3.1. Voorschrift 4.2.4 van de voor de inrichting verleende vergunning luidt, voor zover van belang:

Vanaf een jaar na inbedrijfstelling van de verbrandingsinstallatie (als bedoeld in voorschrift 1.5.1) moet aan onderstaande jaargemiddelde emissiewaarden voldaan worden.

Component Emissiegrenswaarde mg/Nm3 als jaargemiddelde bij 11% O2

HCL =< 5

HF =< 0,2

Ingevolge bijlage 8 van de vergunningvoorschriften wordt in de vergunning onder 'jaargemiddelde emissieconcentraties' verstaan: de voortschrijdende emissieconcentratie, gemiddeld over de bedrijfstijd per jaarperiode, gedurende omstandigheden waarin de installatie normaal in bedrijf is (exclusief storingen en stilstand).
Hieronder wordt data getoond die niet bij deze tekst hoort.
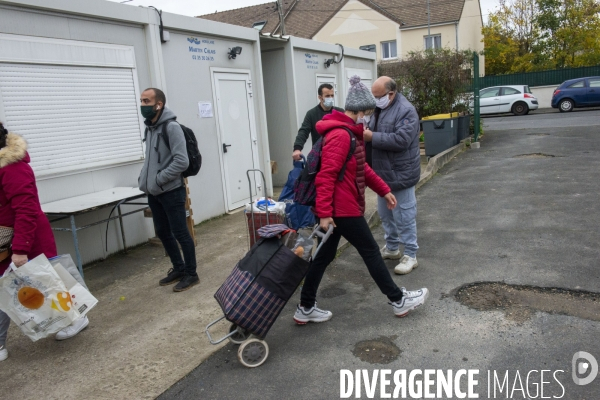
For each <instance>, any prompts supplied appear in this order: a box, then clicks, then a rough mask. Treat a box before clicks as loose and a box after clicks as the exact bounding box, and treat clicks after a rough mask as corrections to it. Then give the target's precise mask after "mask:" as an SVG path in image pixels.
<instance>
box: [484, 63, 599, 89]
mask: <svg viewBox="0 0 600 400" xmlns="http://www.w3.org/2000/svg"><path fill="white" fill-rule="evenodd" d="M586 76H600V65H596V66H593V67H581V68H563V69H553V70H548V71H539V72H525V73H520V74H510V75H487V76H483V77H481V78H480V81H479V82H480V83H479V84H480V86H479V87H480V88H485V87H490V86H502V85H529V87H534V86H549V85H560V84H561V83H563V82H564V81H566V80H569V79H575V78H583V77H586Z"/></svg>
Voorschrift 2.6, onder 4, van de bijlage bij het Bva luidt:

"Bij toetsing aan de emissiegrenswaarde worden van de gemiddelden als bedoeld in het eerste en tweede lid de waarden van het betrouwbaarheidsinterval, als bedoeld in voorschrift 2.9, afgetrokken."

Ingevolge voorschrift 2.9 mogen de waarden van de 95%-betrouwbaarheidsintervallen van individuele metingen, bepaald bij de grenswaarden voor de dagelijkse emissie, de volgende percentages van de emissiegrenswaarden niet overschrijden:

f. zoutzuur: 40%;

g. waterstoffluoride: 40%.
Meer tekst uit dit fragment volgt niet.